Let $K=\Bbb Q(\sqrt[n]{a})$, where $a \in \Bbb Q^+$ and suppose $[K:\Bbb Q]=n$ (i.e., $x^n-a$ is irreducible over $\mathbb Q$). Let $E$ be any subfield of $K$ and let $[E:\Bbb Q]=d$. Prove that $E=\Bbb Q(\sqrt[d]{a})$.
Now $N_{K/F}(\sqrt[n]{a})=a\in \Bbb Q$. I also know that $N_{K/E}(\sqrt[n]{a})\in E$. What I have observed is $K/\Bbb Q$ need not be cyclic as the $n$th root of unity is not in $\Bbb Q$. So what to do next? I am clueless here.
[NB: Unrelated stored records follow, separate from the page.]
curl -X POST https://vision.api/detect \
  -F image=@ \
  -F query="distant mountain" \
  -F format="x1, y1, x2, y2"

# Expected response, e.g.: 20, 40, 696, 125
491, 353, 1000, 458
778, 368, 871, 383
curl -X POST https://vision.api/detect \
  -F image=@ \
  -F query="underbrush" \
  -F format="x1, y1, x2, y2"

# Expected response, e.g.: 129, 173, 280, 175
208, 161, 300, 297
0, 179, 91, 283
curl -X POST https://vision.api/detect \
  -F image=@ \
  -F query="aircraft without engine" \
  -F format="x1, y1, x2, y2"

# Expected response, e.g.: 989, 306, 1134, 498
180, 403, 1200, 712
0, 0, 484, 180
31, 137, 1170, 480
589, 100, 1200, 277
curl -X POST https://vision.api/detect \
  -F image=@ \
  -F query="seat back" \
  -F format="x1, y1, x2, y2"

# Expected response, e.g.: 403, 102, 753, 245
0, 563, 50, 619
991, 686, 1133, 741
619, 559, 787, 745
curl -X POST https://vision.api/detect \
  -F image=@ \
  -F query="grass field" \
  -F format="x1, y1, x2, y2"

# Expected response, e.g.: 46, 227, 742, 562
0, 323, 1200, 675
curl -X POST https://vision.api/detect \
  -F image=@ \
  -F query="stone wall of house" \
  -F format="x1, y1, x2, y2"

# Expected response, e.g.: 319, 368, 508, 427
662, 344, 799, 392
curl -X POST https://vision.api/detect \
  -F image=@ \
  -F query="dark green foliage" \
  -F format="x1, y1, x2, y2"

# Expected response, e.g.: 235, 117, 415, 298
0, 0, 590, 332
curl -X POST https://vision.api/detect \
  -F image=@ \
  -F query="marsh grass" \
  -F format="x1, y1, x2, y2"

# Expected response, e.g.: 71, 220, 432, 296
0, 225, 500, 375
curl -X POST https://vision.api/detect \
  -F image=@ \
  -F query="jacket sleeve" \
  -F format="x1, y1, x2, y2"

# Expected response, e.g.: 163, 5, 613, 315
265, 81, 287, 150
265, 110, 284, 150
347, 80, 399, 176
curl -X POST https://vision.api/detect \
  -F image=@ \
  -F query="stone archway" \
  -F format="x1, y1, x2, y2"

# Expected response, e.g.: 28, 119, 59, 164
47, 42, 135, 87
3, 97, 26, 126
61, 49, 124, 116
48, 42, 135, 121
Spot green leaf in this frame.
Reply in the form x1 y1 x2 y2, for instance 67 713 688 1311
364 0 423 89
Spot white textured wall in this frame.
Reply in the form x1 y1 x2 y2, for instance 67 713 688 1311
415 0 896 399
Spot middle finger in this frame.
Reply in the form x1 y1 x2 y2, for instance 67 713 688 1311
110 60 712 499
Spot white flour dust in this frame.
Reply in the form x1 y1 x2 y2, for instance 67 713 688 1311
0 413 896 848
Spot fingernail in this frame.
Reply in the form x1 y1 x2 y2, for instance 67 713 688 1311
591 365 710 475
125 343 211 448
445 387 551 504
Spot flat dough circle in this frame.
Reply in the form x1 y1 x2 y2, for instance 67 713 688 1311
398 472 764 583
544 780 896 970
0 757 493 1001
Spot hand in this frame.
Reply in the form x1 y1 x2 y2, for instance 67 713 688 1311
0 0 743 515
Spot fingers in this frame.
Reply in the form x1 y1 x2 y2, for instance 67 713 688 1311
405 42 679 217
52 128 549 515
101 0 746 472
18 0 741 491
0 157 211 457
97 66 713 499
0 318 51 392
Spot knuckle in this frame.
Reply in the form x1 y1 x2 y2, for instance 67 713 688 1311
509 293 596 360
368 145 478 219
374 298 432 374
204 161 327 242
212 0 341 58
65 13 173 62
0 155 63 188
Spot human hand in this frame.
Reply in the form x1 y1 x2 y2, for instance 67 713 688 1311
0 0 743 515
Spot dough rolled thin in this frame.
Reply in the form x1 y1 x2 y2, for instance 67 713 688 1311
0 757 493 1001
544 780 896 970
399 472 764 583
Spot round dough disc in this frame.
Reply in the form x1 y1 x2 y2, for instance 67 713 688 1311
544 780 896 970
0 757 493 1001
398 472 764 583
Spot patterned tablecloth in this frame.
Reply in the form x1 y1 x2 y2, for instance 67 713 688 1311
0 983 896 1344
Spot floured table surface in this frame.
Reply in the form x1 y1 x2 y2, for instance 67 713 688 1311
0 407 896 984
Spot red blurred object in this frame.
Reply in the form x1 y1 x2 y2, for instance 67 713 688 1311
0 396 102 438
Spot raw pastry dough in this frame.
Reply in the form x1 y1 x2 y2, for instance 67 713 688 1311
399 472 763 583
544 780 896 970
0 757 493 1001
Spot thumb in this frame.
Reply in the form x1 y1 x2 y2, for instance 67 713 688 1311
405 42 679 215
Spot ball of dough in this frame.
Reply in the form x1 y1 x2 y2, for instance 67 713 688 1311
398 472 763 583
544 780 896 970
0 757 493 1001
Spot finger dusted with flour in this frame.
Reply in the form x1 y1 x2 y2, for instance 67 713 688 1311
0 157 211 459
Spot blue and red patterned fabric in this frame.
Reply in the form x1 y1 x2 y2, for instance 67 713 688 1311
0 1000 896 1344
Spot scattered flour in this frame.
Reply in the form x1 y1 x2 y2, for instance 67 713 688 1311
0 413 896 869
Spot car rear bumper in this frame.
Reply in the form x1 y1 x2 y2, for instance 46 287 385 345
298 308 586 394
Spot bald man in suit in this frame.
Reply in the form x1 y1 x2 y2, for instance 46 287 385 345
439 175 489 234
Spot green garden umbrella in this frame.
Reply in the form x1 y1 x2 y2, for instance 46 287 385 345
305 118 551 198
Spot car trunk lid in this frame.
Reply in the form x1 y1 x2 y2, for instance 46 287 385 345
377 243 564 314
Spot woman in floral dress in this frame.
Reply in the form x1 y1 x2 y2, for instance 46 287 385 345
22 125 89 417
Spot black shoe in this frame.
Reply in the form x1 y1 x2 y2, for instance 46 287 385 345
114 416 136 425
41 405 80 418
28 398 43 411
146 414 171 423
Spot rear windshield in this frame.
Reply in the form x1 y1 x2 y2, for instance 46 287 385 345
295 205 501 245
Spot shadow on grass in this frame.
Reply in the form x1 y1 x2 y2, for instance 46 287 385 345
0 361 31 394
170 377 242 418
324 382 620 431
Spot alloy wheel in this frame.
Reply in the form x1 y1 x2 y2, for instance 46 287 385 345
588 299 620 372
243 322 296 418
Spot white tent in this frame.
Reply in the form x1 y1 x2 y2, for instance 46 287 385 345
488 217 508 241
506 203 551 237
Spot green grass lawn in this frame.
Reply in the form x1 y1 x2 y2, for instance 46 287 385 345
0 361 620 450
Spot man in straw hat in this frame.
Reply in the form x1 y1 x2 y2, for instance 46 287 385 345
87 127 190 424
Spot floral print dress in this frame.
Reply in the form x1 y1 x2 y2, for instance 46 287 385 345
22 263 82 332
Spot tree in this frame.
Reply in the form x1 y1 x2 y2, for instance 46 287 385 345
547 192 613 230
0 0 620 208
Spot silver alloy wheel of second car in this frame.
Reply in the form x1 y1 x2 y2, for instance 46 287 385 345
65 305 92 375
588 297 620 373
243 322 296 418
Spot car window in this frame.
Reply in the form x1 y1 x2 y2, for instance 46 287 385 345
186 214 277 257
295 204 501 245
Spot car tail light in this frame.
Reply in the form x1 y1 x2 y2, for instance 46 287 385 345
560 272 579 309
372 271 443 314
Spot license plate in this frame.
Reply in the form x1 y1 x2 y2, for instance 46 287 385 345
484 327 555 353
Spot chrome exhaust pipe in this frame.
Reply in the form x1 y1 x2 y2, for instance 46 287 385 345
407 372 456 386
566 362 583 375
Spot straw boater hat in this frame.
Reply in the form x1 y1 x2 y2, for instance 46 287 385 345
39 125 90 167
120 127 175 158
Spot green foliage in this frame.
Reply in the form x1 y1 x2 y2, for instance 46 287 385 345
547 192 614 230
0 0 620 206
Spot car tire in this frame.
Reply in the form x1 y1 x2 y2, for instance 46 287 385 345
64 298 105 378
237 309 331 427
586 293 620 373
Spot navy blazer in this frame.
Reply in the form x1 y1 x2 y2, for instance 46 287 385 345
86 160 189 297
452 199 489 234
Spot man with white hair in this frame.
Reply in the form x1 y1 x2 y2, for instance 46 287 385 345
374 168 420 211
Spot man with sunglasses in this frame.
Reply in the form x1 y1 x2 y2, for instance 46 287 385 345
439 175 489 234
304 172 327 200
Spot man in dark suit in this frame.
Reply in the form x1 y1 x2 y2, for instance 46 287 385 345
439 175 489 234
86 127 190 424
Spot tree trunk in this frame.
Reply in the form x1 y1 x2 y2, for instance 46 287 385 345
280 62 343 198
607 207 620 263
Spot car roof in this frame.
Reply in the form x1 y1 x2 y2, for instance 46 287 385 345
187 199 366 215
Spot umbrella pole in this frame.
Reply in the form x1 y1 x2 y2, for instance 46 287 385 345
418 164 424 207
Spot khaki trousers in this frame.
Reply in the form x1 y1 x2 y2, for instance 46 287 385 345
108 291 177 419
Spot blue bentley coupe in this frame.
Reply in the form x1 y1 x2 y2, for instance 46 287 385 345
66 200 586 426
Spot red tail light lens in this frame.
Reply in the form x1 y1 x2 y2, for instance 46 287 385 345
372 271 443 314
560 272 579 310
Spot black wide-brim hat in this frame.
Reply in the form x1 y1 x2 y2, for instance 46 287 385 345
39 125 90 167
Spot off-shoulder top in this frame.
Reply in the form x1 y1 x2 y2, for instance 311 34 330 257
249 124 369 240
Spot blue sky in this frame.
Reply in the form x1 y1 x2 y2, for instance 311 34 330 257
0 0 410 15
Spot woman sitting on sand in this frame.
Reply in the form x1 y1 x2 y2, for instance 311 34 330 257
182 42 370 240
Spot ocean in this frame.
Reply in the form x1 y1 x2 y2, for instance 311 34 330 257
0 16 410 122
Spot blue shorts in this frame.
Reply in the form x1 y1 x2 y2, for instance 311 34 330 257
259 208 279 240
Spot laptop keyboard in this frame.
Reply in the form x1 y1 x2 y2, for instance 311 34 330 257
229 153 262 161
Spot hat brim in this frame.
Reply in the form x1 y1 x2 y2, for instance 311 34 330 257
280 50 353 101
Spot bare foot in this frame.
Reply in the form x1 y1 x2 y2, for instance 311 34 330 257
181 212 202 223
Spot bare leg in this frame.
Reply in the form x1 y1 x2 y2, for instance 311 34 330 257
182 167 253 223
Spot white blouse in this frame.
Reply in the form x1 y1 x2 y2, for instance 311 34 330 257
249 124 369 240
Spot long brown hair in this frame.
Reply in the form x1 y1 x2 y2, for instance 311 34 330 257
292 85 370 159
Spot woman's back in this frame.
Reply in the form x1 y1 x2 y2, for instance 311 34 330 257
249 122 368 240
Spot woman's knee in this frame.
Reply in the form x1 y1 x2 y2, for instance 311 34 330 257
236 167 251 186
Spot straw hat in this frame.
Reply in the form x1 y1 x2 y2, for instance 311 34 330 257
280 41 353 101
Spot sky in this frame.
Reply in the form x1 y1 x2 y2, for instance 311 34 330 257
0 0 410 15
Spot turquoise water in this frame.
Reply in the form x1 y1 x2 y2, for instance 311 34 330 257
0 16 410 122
Edit. In the comment I got some help considering the Galois closure of $K$. The Galois closure will be $\Bbb Q(\zeta_n,\sqrt[n]{a})$ which has cyclic Galois group $\Bbb Z_n$ over $\Bbb Q(\zeta_n)$. Now if $Gal(K(\zeta_n)/\Bbb Q)=\left<f\right> \cong \Bbb Z_n$ then $Gal(K(\zeta_n)/E(\zeta_n))=\left<f^d\right>$. So the element that will be fixed by $f^d$ is $\sqrt[n]{a}+f^d(\sqrt[n]{a})+\cdots + f^{(n/d)-1}(\sqrt[n]{a})=\sqrt[n]{a}+\zeta_n^d\sqrt[n]{a}+\cdots + \zeta_n^{(n/d)-1}\sqrt[n]{a}$. But is it $\sqrt[d]{a}$?